Monday, November 2, 2009

Impossible? More like mundane and average 4/10



Impossible by Nancy Werlin held promise. The plot is an original one, surprising in this day and age, where most stories are copies of classics or of not-so classics. The story involves the Simon and Garfunkle song "Scarborough Fair" under the name "The Elvin Knight." It opens up with young, seven-year-old Lucy finding some mysterious papers that seem to be magical. She hides them away, promising herself to come back later, but the memory is lost to her for over ten years. When she is eighteen she learns of an age old curse on her family through some tragic circumstances. The curse can be broken if she follows the instructions in the song. The last four stanzas explain it:
From the sting of my curse she can never be free
Parsley, sage, rosemary and thyme
Unless she unravels my riddlings three
She will be a true love of mine

Tell her to make me a magical shirt
...
Without any seam or needlework
...

Tell her to find me an acre of land
...
Between the salt water and the sea strand
...

Tell her to plow it with just a goat's horn
...
And sow it all over with one grain of corn
Else she'll be a true love of mine
And all her daughters forever possessions of mine

She had to make a shirt with no seams or needles, find an acre of land in a seemingly impossible section, plow it with a goats horn (not to be confused with a shofar, a ram's horn) and then sow it with one, single grain of corn. It all sounded so promising. And then I hit the middle. Throughout the beginning her best friend Zach has been by her side, and he is the obvious love interest. I knew he would be. I felt that the love interest would be a good undercurrent in the book. Something subtle. It seemed that it would be that way. Werlin is deceptive. However, once I hit the exact middle of the book I saw her intentions. And the corniness of it all was horrific to me. He declares love for her, before he even realizes that he's in love with her. After his declaration, of course, he feels peace and recognizes the truth of the statement (really? come on). Then, a week later, he proposes. It's truly ridiculous. She doesn't know how she feels about him, but recognizes her love for him once he proposes. Not when he said he loved her, but after the marriage proposal. Which will help her.

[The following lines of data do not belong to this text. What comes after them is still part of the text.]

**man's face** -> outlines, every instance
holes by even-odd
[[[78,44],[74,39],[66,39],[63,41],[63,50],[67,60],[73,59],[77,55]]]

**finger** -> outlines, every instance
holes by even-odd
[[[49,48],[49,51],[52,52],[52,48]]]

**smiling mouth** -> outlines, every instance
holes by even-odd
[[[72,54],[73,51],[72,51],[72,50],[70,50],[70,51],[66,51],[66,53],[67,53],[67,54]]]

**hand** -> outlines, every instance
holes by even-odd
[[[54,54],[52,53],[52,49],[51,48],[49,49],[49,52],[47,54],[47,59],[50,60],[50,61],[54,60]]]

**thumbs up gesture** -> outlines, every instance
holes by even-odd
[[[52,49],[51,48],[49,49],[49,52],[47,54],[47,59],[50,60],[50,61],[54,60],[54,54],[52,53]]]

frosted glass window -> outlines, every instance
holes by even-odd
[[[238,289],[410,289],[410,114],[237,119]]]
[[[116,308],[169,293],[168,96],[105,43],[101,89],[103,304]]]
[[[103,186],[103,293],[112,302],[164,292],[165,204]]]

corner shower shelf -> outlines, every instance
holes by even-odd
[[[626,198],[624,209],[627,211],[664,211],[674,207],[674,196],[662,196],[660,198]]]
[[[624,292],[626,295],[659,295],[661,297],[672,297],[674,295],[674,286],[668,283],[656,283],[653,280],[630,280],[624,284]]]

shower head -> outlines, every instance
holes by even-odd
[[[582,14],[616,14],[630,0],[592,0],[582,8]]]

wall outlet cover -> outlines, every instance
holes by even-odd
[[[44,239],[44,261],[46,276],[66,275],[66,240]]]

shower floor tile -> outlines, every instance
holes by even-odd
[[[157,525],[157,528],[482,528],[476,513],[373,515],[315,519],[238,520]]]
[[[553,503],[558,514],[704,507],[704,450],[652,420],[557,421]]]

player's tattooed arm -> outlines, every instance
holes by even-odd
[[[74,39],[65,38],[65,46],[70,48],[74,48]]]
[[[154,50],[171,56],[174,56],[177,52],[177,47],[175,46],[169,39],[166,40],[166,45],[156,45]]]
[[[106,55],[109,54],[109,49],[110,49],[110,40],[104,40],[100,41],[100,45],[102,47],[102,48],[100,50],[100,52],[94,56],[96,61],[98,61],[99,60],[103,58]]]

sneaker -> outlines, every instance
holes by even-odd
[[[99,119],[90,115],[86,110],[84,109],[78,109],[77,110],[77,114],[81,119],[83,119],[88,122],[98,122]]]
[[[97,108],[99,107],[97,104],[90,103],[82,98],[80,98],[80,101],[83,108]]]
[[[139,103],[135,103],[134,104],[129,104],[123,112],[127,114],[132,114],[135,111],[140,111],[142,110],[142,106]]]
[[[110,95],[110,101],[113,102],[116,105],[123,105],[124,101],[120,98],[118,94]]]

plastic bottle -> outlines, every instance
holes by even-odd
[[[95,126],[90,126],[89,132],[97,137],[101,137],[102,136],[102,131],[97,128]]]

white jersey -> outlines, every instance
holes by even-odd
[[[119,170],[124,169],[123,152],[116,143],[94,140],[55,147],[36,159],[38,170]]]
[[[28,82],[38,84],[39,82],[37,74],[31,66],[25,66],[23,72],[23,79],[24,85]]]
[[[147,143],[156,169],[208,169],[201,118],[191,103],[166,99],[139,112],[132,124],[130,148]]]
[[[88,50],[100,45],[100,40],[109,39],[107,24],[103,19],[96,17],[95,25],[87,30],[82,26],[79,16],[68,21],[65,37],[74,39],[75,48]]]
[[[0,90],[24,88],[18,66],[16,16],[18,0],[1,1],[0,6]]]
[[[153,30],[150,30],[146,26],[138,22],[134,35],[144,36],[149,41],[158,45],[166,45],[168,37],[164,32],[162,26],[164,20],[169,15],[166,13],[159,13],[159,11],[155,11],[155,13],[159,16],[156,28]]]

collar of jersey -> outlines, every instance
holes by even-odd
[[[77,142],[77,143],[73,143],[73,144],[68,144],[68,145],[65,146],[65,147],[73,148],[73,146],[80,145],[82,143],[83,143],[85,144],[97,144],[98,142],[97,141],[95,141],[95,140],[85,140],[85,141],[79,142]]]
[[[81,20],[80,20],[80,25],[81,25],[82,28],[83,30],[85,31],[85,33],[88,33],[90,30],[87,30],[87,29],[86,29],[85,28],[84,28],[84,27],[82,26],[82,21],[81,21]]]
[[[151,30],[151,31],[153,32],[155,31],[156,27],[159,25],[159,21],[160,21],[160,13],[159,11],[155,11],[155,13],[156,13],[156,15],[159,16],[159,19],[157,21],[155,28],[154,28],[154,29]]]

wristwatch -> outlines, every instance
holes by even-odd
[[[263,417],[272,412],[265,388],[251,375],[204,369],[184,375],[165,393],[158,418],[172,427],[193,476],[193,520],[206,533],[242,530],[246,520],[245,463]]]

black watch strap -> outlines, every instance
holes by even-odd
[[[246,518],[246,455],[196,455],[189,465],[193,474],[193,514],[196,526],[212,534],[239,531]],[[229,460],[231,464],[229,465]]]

Over all the last part of the book, for the most part, made me want to vomit. At certain mushy, lovey-dovey parts, I nearly did. The ending and the involvement of Zach as the "I'll love you till I die, even though we're eighteen and you've got some serious issues and this weird magical curse that I kind of don't believe in hanging over you. But no worries we'll make it. And look I bought a beautiful big house for us to live in." Totally unrealistic and, again, ridiculous. If you read the beginning, and the parts about the curse it's good. If you add the other crap it's not. I leave up to you dear reader, to decide if you will waste precious moments of your life reading this. However, you could die tomorrow and would you really want the last thing you read to be a crappy love novel, no matter how cleverly it was concealed?